ある音(根音という)と、根音の3度上の音(第3音)と、根音の5度上の音(第5音)の3つの音から成る和音を三和音という。
三和音には、長三和音、短三和音、増三和音、減三和音がある。
三和音に、根音の7度上の音(第7音という)を加えた和音を、四和音または七の和音と呼ぶ。
四和音に、根音の9度上の音(第9音)を加えた和音を、九の和音または五和音と呼ぶ。
上記の他、次の和音などを独立した和音として扱うことがある。
長三和音や属七の和音の第3音を完全4度の音にした和音。クラシック音楽では第3音は次に完全4度から3度に解決。コードネームではそれぞれ Csus4、C7sus4。この派生としてポピュラー音楽では第3音を長2度にしたコードも存在する。コードネームでは Csus2。

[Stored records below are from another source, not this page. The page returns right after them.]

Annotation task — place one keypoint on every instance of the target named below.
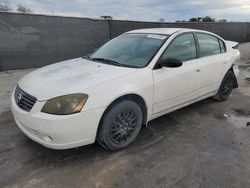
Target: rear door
(212, 61)
(174, 87)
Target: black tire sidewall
(107, 122)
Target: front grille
(24, 100)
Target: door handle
(198, 70)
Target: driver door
(174, 87)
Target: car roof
(166, 31)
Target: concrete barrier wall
(29, 41)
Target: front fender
(139, 82)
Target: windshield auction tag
(154, 36)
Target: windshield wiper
(108, 61)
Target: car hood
(67, 77)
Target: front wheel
(120, 125)
(226, 87)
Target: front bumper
(57, 131)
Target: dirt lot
(206, 144)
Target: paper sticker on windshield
(154, 36)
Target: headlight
(67, 104)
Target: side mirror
(170, 62)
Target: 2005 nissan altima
(136, 77)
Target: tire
(226, 87)
(120, 125)
(34, 49)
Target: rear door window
(209, 45)
(182, 48)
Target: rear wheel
(226, 87)
(120, 125)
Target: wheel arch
(132, 97)
(235, 79)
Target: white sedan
(134, 78)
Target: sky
(142, 10)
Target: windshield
(130, 50)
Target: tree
(5, 6)
(23, 9)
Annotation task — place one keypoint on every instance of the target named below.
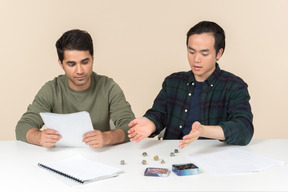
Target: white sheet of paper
(233, 161)
(71, 127)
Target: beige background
(138, 43)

長三和音や短三和音に長6度の音を加えた付加和音。アジュテー。コードネームではそれぞれ C6、Cm6。
属七の和音などに増11度の音を加えた和音。コードネームでは C7(♯11)。
属七の和音の第5音を省いて長13度または短13度の音を加えた和音。コードネームではそれぞれ C7(13)、C7(♭13)。

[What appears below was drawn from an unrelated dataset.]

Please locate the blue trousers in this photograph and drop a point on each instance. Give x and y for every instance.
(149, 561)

和音に根音から単音程の長2度の音を加えた和音。コードネームでは Cadd2。
第3音を省かずに完全4度の音を加えた和音。コードネームでは Cadd4。
長三和音や属七の和音の第5音を減5度とした和音。コードネームではそれぞれ C-5 または CM-5、C7-5。
和音と和音を連結して和声を形成する過程で、ある和音が響いているときに、その和音の構成音以外の音が鳴らされるとき、これらの音を非和声音、和声外音などと呼ぶ。

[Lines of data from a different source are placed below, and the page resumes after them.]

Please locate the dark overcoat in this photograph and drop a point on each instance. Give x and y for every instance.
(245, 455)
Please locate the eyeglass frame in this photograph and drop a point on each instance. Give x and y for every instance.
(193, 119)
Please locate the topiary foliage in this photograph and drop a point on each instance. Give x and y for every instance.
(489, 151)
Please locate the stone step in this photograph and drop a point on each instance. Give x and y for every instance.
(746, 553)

非和声音は、解決を必要とする等、和音の連結や音楽の時間的経過といった要素を無視できないため、あくまで「和声」のなかから生まれるものである。
時間の経過や連結を無視した単一の和音に、元の和音の構成音以外の音を新たに加えても、別種の新たな和音(不協和音など特殊な和音を含む)になるだけなので「非和声音」とはいえない。
和音にない音が鳴らされると、より心地よく豊かな響きが得られたり、より張りつめた緊張感のある響きや、さらにひどいと刺激的で不快な響きが得られる。
非和声音を含む和音は、それがまったく同じ和音であっても、豊かに響いたり刺激的に響いたりと、相反する効果が得られることがある。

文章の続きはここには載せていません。